Sadly, he also represents a unique perspective among male executives, according to a March 2014 Harvard Business Review survey of some 4,000 executives worldwide. Most men, the article noted, still see the work-life balance problem as a "woman's" issue. And they rationalize their decision to be primarily a provider rather than a father and husband.
Here's how one executive says he sees his divorce: “Looking back, I would have still made a similar decision to focus on work, as I was able to provide for my family and become a leader in my area, and these things were important to me. Now I focus on my kids’ education...and spend a lot more time with them over weekends.”

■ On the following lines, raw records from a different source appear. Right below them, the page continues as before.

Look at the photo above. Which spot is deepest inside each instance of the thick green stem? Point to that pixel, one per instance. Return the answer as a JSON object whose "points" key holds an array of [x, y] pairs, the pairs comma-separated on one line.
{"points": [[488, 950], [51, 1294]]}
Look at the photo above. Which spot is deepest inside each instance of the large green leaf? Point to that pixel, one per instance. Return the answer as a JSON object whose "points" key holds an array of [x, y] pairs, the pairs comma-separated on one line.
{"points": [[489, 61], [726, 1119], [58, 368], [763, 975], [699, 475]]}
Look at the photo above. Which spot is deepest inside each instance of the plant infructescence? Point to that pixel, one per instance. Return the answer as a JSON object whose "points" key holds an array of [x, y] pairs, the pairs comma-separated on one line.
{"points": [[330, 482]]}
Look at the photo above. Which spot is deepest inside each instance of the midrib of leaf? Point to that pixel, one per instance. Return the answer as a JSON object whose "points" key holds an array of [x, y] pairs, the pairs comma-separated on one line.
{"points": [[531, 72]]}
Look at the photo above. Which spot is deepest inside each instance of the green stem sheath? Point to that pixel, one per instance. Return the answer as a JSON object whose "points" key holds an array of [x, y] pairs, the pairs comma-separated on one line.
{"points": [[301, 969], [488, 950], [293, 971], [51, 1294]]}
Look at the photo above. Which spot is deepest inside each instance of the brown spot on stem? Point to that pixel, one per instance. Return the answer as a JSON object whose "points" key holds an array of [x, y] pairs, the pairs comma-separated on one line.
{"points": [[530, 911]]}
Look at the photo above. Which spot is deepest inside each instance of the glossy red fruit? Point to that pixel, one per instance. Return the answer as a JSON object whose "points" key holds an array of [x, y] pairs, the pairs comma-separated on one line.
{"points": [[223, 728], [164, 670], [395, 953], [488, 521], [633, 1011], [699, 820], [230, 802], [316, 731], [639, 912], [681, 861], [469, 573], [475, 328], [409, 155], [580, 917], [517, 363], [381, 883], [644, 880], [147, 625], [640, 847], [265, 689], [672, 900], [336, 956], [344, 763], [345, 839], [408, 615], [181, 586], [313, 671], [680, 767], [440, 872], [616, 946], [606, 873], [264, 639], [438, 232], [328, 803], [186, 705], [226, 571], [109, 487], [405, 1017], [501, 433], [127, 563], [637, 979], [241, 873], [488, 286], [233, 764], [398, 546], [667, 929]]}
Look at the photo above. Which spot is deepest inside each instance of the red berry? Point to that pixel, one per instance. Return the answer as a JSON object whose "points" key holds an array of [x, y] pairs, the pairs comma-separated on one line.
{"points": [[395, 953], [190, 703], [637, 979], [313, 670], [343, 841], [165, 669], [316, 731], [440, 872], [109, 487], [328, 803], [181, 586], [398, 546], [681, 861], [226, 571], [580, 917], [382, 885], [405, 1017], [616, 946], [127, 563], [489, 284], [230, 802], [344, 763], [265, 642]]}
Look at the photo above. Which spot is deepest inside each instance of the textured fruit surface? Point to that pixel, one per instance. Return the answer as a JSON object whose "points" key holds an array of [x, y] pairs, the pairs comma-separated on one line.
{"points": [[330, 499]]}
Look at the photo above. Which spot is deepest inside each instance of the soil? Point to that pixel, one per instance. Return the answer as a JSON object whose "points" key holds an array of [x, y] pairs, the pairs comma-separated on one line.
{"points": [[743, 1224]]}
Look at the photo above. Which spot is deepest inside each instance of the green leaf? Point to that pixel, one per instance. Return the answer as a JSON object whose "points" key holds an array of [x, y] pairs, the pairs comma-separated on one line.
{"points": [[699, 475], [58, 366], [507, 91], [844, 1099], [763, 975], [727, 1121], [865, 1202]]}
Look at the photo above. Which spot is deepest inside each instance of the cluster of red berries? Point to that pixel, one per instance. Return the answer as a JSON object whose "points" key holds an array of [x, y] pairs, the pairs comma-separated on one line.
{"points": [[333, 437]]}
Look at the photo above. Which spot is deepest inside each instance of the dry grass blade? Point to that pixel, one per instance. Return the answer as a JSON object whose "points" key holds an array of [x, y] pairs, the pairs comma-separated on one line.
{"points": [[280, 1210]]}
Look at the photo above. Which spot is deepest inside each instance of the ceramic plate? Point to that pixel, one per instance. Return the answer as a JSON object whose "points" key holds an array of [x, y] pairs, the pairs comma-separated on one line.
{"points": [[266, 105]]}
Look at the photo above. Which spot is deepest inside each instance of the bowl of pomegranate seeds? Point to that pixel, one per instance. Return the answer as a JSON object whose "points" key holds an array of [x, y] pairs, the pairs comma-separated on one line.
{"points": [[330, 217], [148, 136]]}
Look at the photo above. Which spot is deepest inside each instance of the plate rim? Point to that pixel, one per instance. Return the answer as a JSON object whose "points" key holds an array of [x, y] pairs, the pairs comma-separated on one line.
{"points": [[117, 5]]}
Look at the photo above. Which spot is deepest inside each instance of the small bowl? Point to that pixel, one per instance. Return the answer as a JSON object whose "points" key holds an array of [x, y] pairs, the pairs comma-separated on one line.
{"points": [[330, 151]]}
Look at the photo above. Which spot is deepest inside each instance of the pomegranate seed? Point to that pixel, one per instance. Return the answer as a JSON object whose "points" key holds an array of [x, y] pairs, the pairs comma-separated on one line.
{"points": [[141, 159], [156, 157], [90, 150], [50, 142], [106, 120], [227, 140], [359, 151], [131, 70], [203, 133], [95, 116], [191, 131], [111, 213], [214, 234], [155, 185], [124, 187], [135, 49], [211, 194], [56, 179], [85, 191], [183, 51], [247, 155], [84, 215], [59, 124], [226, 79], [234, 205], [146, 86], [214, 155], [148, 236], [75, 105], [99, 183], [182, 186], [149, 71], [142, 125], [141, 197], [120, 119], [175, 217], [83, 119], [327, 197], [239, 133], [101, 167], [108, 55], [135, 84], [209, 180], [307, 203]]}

Men, the article notes, seldom feel guilt over lost time with family. But women executives do, and HBR offers this example:
“When you are paid well, you can get all the [practical] help you need. What is the most difficult thing, though—what I see my women friends leave their careers for—is the real emotional guilt of not spending enough time with their children. The guilt of missing out.”
A March 2013 article in in Psychology Today argues that work and family responsibilities don't have to necessarily compete, but rather can "enrich" and improve the quality of life both at home and work.
Work-family enrichment is most likely to occur when organizations provide that family-friendly environment such as providing their workers with support and schedule control. As we’ve just seen, work and family can enrich each other. When they do, not only are the employees happier and healthier, but the organization benefits as well. Managers who provide support to employees through such measures as accommodative work schedules, have employees who actually become more productive and are less likely to leave the organization, according to a recent study by Gettysburg College psychologist Heather Odle-Dusseau and colleagues (2012).
If one looks at a broader group of fathers, not just executives, the statistics tell a more positive story.
American fathers have nearly tripled the amount of time they spend with their children, from 2.5 hours in 1965 to 7.3 hours per week in 2011, according to a Pew Research report. Despite that increase, Dads still feel guilty. The Pew study showed that 46 percent of fathers said they spent too little time with their children, compared with 23 percent of mothers who said the same; half of dads said they spent the right amount of time.
How's El Erian managing his new work-life balance?
El Erian still works at what he describes as "a portfolio of part-time jobs." And he says his wife and he alternate waking up their daughter, giving her breakfast, and taking her to school. He says he attends more of her after school activities and he and his daughter have planned a father-daughter vacation.